Deelnemende patiënten krijgen de standaard behandeling met toevoeging van blinatumomab. De behandeling bestaat uit 3 fasen.
Fase 1, pre-fase en remissie-inductie:
Standaard chemokuur met daaraan toegevoegd, via een continu lopend infuus blinatumomab, gedurende 14 dagen.
Fase 2, consolidatie:
Na herstel van fase 1 start er een reeks van 8 kuren. Naast 6 standaard chemokuren wordt er tweemaal gedurende 4 weken continu blinatumomab gegeven. Deze behandeling kan meestal thuis gegeven worden eventueel onder begeleiding van de thuiszorg.
Fase 3, onderhoudsbehandeling of allogene (donor) stamceltransplantatie:
Dit is een standaardbehandeling. De onderhoudsbehandeling bestaat uit chemotherapie gedurende 2 jaar.
De behandeling wordt gestopt als:
• De behandelend arts vindt dat de bijwerkingen voor de patiënt groter zijn dan de mogelijke voordelen.

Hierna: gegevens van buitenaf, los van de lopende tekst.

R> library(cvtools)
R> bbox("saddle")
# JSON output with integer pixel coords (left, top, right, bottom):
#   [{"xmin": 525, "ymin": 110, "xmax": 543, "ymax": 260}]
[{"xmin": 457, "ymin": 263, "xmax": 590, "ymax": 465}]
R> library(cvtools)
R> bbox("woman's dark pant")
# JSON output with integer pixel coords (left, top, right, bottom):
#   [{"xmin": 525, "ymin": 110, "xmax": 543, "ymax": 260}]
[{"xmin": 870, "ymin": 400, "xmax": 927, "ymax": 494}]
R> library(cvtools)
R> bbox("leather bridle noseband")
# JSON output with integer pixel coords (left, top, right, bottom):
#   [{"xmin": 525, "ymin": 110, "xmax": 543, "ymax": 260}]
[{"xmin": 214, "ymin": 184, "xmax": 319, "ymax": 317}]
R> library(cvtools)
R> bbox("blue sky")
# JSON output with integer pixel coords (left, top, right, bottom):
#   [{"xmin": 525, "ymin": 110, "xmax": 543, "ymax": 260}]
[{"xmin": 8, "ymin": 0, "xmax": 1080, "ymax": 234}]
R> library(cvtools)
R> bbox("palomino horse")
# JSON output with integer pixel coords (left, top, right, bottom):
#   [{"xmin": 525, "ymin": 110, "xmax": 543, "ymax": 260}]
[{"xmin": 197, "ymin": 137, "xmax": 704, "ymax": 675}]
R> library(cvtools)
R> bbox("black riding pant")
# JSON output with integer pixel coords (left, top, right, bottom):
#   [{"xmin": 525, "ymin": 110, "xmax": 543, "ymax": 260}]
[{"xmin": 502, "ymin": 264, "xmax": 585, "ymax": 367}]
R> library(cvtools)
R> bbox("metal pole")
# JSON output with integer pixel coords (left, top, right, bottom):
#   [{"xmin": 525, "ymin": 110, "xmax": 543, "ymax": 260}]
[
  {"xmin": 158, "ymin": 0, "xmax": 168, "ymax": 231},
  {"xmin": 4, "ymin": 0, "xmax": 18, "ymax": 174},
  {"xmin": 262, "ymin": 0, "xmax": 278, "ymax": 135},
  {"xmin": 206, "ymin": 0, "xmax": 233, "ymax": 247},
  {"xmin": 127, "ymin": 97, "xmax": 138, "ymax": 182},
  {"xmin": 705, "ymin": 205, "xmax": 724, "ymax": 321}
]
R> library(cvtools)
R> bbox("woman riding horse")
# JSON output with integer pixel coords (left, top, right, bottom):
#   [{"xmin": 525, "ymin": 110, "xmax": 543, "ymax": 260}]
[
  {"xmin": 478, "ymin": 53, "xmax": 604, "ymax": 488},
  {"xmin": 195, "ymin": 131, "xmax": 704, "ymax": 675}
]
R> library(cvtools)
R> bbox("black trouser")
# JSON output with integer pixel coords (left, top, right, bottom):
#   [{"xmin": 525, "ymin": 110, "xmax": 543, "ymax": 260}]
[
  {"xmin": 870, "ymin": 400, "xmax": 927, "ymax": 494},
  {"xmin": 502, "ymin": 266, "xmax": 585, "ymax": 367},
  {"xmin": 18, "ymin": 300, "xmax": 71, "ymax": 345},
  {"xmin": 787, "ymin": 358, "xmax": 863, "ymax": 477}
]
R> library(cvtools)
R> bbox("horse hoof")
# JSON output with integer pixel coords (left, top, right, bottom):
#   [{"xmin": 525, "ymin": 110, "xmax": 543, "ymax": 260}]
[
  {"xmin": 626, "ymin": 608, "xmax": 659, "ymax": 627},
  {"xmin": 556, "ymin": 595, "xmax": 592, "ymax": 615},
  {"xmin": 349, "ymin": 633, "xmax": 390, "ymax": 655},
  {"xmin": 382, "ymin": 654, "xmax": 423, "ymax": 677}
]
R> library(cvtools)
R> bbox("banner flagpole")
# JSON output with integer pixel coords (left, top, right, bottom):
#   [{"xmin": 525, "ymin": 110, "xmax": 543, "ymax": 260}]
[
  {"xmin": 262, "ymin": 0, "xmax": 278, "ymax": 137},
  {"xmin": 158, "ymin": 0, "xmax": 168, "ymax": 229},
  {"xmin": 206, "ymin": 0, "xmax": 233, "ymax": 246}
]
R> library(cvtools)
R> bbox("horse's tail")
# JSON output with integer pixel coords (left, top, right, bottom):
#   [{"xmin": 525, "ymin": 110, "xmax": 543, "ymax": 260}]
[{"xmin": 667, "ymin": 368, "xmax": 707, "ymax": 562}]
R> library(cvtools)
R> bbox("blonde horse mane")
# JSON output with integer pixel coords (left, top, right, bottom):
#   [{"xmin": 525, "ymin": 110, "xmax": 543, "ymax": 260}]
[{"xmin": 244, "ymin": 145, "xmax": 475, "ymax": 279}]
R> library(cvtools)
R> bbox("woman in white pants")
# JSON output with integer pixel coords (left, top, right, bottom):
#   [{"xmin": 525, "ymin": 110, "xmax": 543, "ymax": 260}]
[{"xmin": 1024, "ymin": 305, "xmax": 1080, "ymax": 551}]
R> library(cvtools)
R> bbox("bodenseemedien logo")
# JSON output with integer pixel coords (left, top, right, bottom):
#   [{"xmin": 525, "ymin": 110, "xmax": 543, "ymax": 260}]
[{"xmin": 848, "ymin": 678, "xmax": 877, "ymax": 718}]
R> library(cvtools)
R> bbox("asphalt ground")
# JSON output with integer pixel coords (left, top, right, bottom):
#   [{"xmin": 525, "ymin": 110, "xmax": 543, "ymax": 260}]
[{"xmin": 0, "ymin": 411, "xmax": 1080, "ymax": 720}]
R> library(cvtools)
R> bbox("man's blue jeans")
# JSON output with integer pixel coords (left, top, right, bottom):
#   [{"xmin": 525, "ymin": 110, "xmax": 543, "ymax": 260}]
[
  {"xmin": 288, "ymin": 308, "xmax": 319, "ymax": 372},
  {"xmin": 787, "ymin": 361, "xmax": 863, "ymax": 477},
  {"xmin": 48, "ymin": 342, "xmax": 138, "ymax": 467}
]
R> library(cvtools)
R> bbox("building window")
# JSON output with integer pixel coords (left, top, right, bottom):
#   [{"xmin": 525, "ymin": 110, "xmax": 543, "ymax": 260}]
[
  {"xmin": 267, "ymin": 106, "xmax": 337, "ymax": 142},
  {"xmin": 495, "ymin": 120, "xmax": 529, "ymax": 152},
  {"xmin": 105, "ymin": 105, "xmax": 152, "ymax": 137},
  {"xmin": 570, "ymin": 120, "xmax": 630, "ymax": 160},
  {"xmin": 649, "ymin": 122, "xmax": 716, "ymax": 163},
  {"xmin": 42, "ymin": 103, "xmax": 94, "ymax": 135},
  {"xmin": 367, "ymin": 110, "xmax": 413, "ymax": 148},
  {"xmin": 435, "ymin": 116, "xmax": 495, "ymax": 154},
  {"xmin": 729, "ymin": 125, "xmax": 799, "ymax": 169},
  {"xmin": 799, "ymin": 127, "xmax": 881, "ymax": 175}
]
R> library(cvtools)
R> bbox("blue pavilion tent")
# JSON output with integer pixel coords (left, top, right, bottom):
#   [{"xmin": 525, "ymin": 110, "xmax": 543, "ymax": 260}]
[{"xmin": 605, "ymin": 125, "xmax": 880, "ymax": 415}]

• De patiënt zelf besluit te stoppen.
Bijwerkingen
Iedere behandeling kan bijwerkingen hebben. Mogelijke bijwerkingen van het onderzoek naar deze nieuwe behandeling zijn:
Blinatumomab
• Neurologische voorvallen (m.n. onwillekeurige bewegingen en verwardheid)
• Infecties
• Cytokineafgiftesyndroom (CRS)
• Verhoogde leverwaarden
• Ontsteking van de alvleesklier (pancreatitis)
• Koorts
• Hoofdpijn
• Vocht vasthouden
• Misselijkheid
• Laag kalium
• Moeilijke stoelgang
• Bloedarmoede
• Hoesten
• Diarree
• Buikpijn
• Slapeloosheid
• Vermoeidheid
Extra belasting voor patiënt
• De behandeling duurt ongeveer 3 maanden langer dan de standaardbehandeling
• Ten tijde van beenmergonderzoek wordt er wat extra beenmerg en bloed afgenomen. Hiervoor hoeft niet extra geprikt te worden.